# Jewelled Geckos - Free!!



## MrBredli (May 4, 2009)

Just saw a notice from DECC on Petlink, they have a ballot going with 3 Jewelled Geckos up for grabs, as well as a Diamond, a Delma inornata and a couple of other things.


----------



## GSXR_Boy (May 4, 2009)

I was stoked to see the legless lizard!


----------



## Mrs I (May 4, 2009)

Why doesnt SA have a ballot !


----------



## MrBredli (May 4, 2009)

Silly thing is they'll probably go to three different people and will never be bred...


----------



## levis04 (May 4, 2009)

Is it only for nsw keepers???


----------



## mcloughlin2 (May 4, 2009)

MrBredli said:


> Silly thing is they'll probably go to three different people and will never be bred...


 
I believe it is DECC's policy that a person can only recieve 1 reptile from each ballot. So yes no one will be able to get them and breed them.


----------



## DDALDD (May 4, 2009)

MrBredli said:


> Silly thing is they'll probably go to three different people and will never be bred...

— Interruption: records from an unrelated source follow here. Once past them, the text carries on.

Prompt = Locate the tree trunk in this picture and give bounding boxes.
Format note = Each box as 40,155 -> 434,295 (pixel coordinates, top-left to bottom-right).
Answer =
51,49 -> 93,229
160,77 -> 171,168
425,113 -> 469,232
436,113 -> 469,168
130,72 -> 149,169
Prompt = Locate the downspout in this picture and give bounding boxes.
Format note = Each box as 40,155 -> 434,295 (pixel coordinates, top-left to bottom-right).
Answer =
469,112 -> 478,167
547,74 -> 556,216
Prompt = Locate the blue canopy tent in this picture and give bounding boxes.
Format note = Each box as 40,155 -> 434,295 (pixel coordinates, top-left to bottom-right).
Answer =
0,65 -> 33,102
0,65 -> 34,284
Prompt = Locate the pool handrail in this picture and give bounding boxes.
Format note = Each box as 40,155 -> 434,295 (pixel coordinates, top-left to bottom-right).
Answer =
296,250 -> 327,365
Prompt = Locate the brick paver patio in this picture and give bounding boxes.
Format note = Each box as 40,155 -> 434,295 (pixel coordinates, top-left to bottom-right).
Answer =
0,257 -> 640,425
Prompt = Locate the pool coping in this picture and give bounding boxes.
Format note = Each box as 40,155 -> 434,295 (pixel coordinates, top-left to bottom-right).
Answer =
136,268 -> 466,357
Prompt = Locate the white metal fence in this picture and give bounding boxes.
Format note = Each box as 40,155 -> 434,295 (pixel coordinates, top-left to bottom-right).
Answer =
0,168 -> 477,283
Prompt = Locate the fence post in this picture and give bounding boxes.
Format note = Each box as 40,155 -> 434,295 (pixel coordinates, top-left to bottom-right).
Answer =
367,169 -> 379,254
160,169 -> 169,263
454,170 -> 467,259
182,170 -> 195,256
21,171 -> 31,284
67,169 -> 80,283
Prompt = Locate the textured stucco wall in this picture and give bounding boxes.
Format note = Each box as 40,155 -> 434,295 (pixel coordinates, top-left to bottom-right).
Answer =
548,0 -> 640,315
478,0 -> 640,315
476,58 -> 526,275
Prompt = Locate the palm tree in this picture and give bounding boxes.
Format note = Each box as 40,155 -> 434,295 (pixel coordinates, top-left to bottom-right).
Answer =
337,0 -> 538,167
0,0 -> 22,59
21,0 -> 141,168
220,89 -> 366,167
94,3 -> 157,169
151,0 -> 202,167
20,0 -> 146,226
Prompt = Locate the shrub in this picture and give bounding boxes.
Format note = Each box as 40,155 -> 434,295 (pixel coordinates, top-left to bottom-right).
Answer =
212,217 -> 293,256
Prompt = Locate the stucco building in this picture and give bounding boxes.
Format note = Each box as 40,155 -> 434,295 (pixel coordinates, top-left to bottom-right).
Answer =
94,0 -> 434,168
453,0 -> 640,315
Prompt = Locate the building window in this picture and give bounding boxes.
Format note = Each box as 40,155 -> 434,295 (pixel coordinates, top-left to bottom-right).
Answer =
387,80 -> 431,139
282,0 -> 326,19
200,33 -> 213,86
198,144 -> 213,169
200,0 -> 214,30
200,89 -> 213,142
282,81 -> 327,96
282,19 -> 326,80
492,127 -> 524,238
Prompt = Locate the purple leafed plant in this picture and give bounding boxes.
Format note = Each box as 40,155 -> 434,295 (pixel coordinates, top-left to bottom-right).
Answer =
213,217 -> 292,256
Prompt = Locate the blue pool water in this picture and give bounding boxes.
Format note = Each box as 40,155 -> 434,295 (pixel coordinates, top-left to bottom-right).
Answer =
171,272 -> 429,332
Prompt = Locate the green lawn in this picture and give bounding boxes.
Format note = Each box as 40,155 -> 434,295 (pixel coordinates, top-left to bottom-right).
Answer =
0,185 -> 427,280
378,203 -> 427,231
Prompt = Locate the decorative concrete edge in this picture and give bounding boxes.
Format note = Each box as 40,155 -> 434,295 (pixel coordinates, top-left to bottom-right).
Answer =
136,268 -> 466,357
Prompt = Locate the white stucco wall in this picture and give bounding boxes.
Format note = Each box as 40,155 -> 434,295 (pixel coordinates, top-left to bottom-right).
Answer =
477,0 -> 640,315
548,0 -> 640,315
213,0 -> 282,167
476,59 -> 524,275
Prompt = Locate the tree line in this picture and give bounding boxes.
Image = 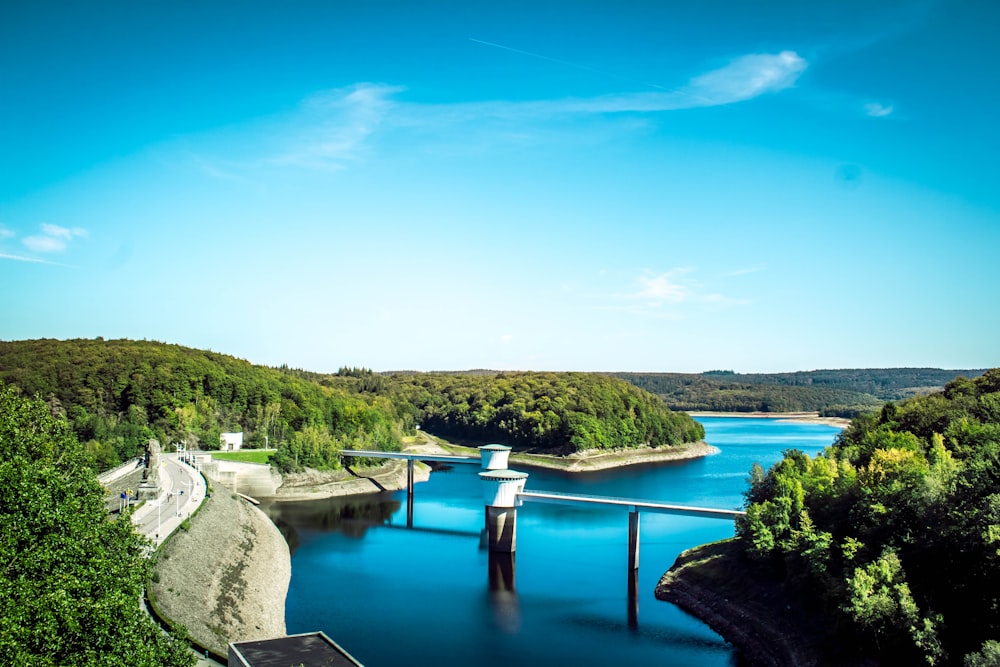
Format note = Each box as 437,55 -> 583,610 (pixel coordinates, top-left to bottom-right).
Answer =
614,368 -> 983,418
737,369 -> 1000,665
0,339 -> 703,470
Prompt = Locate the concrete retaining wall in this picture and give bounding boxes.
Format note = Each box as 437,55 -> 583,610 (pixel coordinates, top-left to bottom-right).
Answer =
201,459 -> 282,498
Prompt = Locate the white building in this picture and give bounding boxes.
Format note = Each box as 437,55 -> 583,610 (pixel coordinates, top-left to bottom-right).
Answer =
219,431 -> 243,452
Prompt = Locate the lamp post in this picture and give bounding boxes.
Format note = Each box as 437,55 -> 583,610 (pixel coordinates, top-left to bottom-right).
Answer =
178,480 -> 192,516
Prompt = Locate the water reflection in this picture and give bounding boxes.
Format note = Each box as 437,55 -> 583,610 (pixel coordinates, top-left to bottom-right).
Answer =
488,551 -> 521,634
261,493 -> 402,554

Yup, that's exactly what's going to happen sadly.


----------



## spongebob (May 4, 2009)

I got some geckos in the first ballot years ago-at that time they were given out in pairs.

Personally i think this shows how silly this new policies is. These geckos are extremely rare in captivity. Indeed I dont think there are any on licence in NSW and if anyone has them they require a class 2. While I support the idea of the ballot for commonly kept species, I think in the case of these geckos they should be placed by DECC to someone with knowledge of related species. 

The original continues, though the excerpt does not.